35 mm rangefinder camera

The Contax II is a 35 mm rangefinder camera. It was released in 1936, in Dresden, Germany and was the successor of the original Contax later called the Contax I. It was the first camera with a rangefinder and viewfinder combined in a single window. Its chief designer was Hubert Nerwin. The Nettax was meant to be a cheaper alternative, it was a derivative of the Super Nettel with a rigid body and interchangeable lenses with a specific bayonet and a very limited range of lenses.

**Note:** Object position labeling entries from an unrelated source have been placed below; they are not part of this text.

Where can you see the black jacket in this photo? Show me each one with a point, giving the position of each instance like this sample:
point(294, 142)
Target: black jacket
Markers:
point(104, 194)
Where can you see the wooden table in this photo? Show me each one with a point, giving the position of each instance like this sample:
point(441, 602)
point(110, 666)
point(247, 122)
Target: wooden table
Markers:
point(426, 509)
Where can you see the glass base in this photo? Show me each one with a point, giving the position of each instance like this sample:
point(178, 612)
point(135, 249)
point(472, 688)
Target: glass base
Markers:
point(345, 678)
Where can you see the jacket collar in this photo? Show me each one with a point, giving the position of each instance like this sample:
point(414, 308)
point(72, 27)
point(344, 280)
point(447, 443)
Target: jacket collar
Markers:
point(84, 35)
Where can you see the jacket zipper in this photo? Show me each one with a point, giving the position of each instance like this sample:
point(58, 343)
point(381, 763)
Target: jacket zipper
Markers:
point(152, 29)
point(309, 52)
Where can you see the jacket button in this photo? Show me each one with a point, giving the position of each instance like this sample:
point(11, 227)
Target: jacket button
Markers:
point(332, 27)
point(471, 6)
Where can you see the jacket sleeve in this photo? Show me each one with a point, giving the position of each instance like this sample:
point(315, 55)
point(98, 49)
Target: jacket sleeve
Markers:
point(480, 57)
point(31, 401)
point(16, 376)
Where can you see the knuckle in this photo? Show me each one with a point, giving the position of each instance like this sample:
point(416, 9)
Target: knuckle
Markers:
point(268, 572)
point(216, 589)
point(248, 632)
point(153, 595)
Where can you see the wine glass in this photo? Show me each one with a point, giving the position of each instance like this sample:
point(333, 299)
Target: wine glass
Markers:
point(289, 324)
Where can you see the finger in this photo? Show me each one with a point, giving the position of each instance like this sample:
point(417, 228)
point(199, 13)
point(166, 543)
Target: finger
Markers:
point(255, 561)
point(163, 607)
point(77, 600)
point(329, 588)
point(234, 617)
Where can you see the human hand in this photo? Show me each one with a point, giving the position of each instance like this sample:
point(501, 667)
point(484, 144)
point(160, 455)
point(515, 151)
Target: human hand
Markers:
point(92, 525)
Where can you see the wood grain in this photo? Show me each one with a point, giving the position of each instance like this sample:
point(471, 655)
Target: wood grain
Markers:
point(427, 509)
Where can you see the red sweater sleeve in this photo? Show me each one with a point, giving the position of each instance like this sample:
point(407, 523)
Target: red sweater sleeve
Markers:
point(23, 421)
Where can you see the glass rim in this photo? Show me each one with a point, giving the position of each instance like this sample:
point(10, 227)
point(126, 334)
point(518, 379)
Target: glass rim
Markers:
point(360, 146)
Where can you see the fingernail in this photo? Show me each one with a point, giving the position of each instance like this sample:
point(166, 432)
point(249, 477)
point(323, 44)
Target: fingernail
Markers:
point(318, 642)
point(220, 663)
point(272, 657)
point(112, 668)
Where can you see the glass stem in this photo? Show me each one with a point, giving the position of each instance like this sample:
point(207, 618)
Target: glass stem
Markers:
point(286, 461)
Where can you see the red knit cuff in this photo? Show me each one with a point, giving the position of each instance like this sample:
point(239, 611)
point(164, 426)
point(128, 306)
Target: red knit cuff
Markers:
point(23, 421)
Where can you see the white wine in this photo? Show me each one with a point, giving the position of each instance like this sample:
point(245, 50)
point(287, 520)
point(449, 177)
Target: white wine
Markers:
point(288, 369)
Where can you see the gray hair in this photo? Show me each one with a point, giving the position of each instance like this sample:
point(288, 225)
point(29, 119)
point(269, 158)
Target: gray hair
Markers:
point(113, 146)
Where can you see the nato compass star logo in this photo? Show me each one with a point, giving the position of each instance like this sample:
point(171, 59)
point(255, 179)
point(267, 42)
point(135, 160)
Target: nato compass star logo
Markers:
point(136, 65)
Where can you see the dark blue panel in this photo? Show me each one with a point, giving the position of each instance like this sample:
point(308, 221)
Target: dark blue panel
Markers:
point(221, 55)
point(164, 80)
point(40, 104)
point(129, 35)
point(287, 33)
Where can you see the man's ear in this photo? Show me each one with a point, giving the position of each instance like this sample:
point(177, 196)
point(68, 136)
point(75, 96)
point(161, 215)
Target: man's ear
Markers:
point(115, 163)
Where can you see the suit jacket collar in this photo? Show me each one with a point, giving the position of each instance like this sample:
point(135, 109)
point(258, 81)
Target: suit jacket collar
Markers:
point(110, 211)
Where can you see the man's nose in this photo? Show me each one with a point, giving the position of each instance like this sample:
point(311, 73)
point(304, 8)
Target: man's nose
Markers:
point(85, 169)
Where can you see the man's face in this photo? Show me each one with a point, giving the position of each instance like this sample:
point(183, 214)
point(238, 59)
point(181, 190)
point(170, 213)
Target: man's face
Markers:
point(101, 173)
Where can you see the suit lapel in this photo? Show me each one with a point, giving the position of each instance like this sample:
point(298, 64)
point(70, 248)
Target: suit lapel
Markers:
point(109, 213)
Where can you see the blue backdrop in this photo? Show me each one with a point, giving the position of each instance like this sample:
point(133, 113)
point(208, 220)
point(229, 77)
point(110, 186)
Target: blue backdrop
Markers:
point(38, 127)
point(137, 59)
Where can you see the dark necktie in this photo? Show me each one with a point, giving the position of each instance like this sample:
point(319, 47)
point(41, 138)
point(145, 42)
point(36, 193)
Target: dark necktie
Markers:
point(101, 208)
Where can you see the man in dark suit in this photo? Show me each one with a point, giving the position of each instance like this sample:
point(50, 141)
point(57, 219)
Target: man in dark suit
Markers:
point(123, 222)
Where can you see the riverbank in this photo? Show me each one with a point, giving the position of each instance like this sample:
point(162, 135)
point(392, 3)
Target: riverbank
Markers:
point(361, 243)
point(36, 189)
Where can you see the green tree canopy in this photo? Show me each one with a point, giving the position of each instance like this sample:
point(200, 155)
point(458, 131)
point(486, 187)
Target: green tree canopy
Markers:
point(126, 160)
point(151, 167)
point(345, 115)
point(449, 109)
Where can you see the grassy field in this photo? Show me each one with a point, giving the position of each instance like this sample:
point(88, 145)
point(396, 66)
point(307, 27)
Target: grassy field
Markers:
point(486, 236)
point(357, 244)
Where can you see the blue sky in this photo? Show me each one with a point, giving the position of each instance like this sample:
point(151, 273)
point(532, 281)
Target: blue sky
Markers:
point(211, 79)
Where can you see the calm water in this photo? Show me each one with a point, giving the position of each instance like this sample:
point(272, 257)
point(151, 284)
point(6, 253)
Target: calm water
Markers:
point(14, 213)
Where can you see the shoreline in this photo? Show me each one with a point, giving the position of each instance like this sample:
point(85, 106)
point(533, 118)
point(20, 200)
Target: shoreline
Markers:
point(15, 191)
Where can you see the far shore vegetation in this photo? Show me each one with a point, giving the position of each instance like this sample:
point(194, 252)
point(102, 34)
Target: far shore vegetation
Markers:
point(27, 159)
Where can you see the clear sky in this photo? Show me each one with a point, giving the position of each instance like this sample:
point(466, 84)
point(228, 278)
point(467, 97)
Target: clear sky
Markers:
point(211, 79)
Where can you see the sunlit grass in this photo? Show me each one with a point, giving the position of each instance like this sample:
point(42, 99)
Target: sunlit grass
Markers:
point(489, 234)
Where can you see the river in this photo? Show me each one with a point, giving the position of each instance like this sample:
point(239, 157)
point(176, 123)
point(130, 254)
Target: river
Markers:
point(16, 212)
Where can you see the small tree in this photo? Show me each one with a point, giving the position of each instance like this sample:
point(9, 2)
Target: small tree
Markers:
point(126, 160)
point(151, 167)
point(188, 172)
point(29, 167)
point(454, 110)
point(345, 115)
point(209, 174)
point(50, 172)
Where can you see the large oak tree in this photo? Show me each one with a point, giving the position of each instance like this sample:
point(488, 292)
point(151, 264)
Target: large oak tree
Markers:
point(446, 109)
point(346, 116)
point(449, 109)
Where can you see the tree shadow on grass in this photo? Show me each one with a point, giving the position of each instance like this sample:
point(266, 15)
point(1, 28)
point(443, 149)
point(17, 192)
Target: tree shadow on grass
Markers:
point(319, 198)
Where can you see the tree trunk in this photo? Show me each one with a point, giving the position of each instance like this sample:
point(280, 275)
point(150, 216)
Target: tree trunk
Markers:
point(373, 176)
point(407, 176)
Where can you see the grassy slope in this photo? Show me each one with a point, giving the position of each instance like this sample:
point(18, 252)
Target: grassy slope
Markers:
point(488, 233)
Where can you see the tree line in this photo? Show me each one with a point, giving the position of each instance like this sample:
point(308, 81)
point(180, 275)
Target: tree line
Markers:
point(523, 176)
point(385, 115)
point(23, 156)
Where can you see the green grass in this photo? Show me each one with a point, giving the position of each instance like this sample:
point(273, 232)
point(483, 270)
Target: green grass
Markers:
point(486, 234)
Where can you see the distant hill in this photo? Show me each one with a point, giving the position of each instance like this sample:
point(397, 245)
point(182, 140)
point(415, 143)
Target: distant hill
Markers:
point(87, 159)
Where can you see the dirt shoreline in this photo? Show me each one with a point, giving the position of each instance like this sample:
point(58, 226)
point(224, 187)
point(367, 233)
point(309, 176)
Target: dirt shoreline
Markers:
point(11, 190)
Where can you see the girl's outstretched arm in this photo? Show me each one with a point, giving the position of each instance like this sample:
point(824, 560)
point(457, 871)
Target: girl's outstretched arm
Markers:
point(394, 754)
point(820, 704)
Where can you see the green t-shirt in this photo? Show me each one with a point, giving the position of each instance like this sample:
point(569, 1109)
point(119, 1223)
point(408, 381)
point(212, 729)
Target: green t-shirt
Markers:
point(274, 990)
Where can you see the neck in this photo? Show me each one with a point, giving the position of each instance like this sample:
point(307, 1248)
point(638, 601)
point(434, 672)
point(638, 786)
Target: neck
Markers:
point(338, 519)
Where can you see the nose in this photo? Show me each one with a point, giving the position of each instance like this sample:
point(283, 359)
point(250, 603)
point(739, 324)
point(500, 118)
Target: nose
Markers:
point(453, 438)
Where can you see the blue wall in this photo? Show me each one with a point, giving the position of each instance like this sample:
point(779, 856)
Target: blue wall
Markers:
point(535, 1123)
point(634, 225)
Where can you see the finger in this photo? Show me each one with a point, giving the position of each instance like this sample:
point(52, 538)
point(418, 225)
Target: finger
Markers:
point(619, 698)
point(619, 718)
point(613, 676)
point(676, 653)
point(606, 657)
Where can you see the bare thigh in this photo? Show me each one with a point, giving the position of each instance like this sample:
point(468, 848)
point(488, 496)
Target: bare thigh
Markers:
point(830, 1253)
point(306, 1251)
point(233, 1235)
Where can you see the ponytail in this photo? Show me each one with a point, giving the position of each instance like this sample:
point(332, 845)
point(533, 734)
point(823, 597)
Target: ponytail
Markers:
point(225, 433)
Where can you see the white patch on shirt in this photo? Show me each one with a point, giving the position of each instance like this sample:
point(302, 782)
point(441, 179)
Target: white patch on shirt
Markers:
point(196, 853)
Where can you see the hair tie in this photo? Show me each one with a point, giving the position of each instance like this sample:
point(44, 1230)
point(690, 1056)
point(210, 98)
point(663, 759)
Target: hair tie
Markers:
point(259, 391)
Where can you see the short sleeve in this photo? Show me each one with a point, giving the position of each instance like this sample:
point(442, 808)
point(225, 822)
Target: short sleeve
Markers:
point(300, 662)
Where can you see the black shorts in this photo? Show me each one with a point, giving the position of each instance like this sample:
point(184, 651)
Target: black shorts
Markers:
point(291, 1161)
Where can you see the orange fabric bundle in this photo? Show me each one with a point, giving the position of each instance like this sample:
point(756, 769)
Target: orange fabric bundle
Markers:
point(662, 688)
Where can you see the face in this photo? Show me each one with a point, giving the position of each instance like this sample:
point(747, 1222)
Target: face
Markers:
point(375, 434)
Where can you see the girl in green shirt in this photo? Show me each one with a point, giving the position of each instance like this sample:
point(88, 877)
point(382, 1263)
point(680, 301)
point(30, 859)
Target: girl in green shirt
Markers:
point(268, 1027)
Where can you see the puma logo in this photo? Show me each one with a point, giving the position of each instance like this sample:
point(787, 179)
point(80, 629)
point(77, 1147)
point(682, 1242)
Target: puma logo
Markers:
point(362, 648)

The Contax ll was the impressive Zeiss response to the popularity and demand for the Leica 35mm camera. This demand for high quality 35mm picture making tools was based on portability and the increasing availability of 35mm motion picture film, packaged into spools and marketed to amateur as well as professional photographers. The Contax became the 'first choice' among the professional community while the Leica was considered more the choice for well heeled amateurs and practitioners of a more artistic leaning. For example: Robert Capa in the first camp and Alexander Rodchenko in the second.

Zeiss continued to produce cameras, lenses, and scientific equipment during this period. Its lenses, including the 5 cm f/1.5 Sonnar for the 35 mm film format, remained in use among photographers and collectors. The company also marketed a range of accessories and related camera equipment, contributing to a more extensive camera systems of the 1930s, 1940s, and early 1950s.

After World War II, the first rangefinder cameras from Nikon (Nippon Kogaku) were essentially copies of the Contax II design, although they had cloth horizontally-traveling focal plane shutters rather than the metal vertically-traveling shutter in the Contax II.